Em março de 2022, a Intelligence Squared promoveu um painel com Francis Fukuyama e John Gray sob a pergunta provocadora “Is Liberalism Dead?” (O liberalismo está morto?)

De um lado, o defensor da clássica ideia do Fim da História. Depois de uma longa trajetória de embates dialéticos de tese e antítese na história da civilização, teríamos chegado à síntese definitiva da democracia liberal, sem adversários à altura. Segundo ele, apesar de ameaças pontuais, a recente coordenação do Ocidente na ajuda à Ucrânia demonstraria a atualidade da concepção original.

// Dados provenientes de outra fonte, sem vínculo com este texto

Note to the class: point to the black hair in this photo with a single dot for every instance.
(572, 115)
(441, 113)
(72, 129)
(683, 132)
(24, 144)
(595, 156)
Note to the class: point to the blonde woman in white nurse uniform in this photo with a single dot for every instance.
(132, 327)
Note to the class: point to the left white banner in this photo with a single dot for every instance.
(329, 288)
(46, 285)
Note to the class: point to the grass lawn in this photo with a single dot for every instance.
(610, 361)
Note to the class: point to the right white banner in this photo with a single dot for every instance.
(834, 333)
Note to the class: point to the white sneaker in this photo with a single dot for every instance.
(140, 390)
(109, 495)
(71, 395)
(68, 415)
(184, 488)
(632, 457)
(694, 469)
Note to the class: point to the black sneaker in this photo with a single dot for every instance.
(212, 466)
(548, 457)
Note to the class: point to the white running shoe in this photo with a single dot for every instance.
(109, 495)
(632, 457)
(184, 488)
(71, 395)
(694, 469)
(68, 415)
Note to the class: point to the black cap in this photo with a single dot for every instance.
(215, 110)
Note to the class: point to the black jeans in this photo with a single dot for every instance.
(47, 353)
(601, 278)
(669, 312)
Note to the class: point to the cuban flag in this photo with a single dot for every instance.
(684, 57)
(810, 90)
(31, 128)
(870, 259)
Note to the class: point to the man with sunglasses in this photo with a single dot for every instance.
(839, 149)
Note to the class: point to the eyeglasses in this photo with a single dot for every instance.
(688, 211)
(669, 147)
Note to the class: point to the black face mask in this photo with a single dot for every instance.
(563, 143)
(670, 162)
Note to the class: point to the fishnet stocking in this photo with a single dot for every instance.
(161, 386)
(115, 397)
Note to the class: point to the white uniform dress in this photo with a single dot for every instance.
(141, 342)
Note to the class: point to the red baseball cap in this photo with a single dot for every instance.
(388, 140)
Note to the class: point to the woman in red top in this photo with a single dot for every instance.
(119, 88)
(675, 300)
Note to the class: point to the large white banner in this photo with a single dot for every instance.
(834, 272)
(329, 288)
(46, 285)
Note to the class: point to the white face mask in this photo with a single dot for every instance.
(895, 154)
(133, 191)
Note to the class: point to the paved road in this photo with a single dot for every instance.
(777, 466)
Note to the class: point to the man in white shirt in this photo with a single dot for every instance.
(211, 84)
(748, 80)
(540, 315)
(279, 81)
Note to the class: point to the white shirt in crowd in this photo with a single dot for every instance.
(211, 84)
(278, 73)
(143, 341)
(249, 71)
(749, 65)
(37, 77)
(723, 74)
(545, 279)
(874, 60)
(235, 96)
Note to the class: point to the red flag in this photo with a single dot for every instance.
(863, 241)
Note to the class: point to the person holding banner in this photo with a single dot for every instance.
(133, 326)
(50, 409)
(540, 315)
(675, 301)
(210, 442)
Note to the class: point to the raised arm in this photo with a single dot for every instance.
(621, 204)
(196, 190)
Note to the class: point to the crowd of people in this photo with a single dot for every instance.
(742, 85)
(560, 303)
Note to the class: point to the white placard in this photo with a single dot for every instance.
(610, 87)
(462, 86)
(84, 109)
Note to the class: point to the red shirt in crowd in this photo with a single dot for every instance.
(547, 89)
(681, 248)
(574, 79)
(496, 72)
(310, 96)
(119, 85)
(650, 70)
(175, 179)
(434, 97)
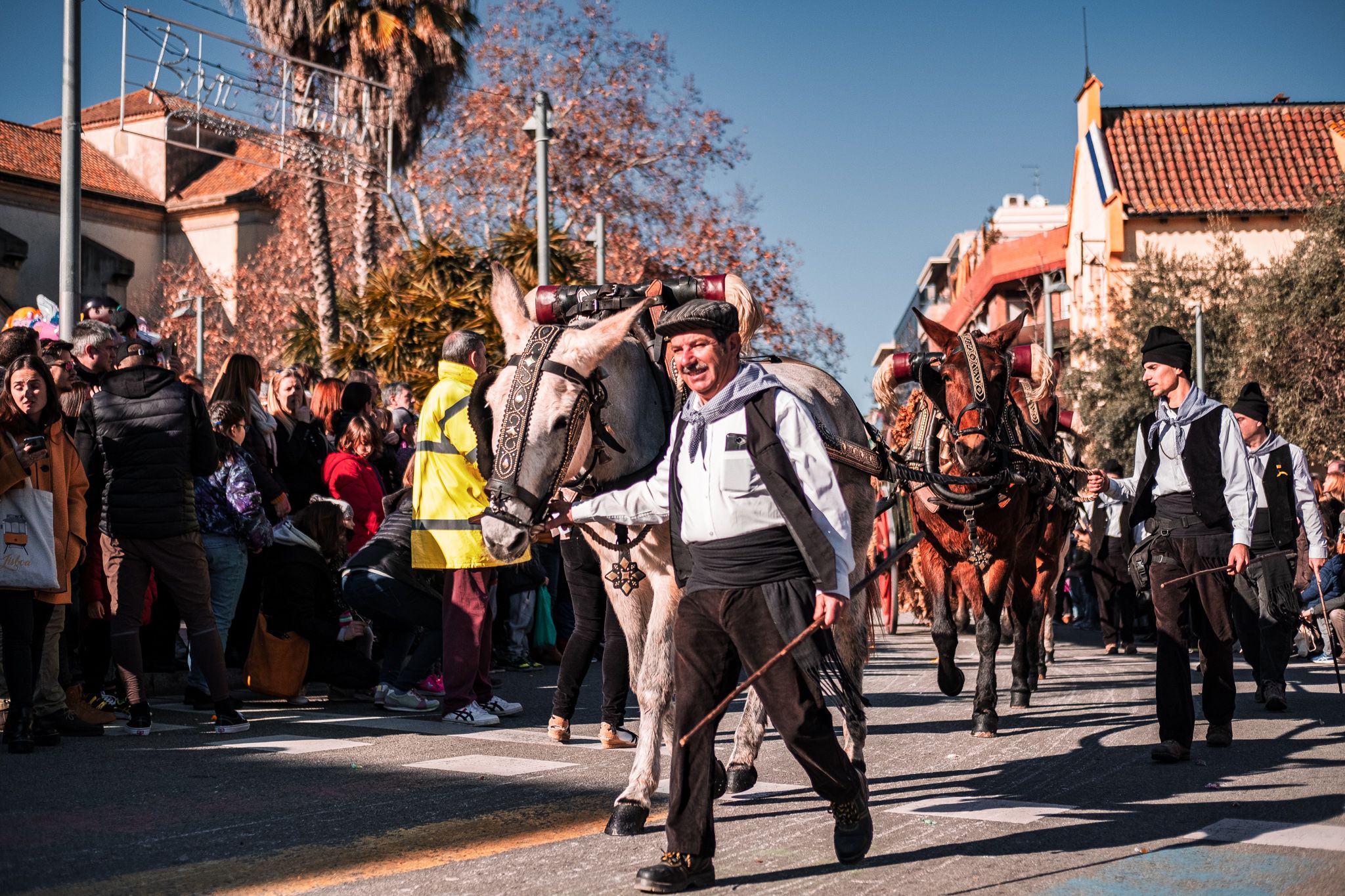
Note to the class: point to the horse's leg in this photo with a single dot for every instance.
(747, 743)
(942, 629)
(1023, 603)
(985, 720)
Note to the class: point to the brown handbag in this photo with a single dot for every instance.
(276, 664)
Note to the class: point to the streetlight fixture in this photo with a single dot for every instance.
(537, 128)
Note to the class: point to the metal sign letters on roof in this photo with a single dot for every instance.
(234, 100)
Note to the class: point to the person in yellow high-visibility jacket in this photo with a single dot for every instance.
(447, 495)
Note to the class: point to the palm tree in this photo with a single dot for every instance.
(292, 27)
(417, 49)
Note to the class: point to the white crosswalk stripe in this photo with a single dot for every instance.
(479, 765)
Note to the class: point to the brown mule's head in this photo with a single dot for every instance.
(970, 390)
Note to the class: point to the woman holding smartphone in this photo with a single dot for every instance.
(35, 449)
(300, 445)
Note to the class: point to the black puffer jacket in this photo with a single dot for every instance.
(150, 436)
(389, 551)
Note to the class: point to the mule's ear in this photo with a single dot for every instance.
(508, 305)
(938, 333)
(1003, 337)
(588, 347)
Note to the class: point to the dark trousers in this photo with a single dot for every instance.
(1207, 599)
(595, 624)
(23, 626)
(717, 634)
(182, 574)
(397, 610)
(1266, 640)
(341, 664)
(467, 637)
(1115, 593)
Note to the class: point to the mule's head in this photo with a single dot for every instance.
(557, 431)
(970, 399)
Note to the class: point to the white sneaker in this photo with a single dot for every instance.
(408, 702)
(471, 715)
(503, 707)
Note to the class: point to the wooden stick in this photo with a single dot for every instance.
(1254, 562)
(748, 683)
(1327, 621)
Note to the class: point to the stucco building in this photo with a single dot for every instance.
(143, 202)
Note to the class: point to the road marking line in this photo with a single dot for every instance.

De outro, John Gray com seus pensamentos sobre o liberalismo e os novos leviatãs. Para Gray, a ideia da civilização liberal pautada na prática da tolerância já estaria superada. China e Rússia seriam autocracias capazes de desestruturar a ordem mundial, enquanto o totalitarismo woke impediria a liberdade de pensamento, obrigando-nos a incorporar o discurso identitário. Encerramos a liberdade de expressão.

As falas de Fukuayama valorizando os valores ocidentais clássicos parecem carregadas de otimismo, enquanto Gray soa mais pessimista — embora ele mesmo discorde do adjetivo. Gray não vê a história caminhando em direção a uma síntese superior. Reconhece que, do ponto de vista da ciência e do progresso técnica, a caminhada é inequívoca. Estamos indiscutivelmente melhores. Mas essa evolução não é necessariamente acompanhada nas esferas moral, política ou social.

Olhando para os desdobramentos desde a fúria do projeto de lei canadense C-16 em 2016, em que o totalitarismo woke insurgiu com força, ou desde a campanha do Brexit ancorada nas fake news, tenho me inclinado para o posicionamento de John Gray.

A tal polarização da sociedade ganhou contornos tão profundos que um lado não reconhece a legitimidade do outro. Se seu adversário político é o mal maior, então vale tudo para evitar sua chegada ao poder. Aí incluem-se, claro, invasão do Capitólio, fechamento do Congresso, perseguição a membros da Suprema Corte, repressão à imprensa. O risco de guerra civil nos EUA já ultrapassa 50%, segundo Ray Dalio.

O historiador Niall Ferguson há anos alerta para uma Segunda Guerra Fria em curso, traçando paralelos da situação atual entre EUA e China com aquela vivida entre EUA e União Soviética. Mais recentemente, no entanto, a preocupação ficou um pouco maior. Há três meses, Ferguson escreveu “we’re all soviets now” (somos todos soviéticos agora). Será mesmo que estaríamos do lado derrotado desta vez? Se a China invadir Taiwan, viveríamos outra Crise dos Mísseis?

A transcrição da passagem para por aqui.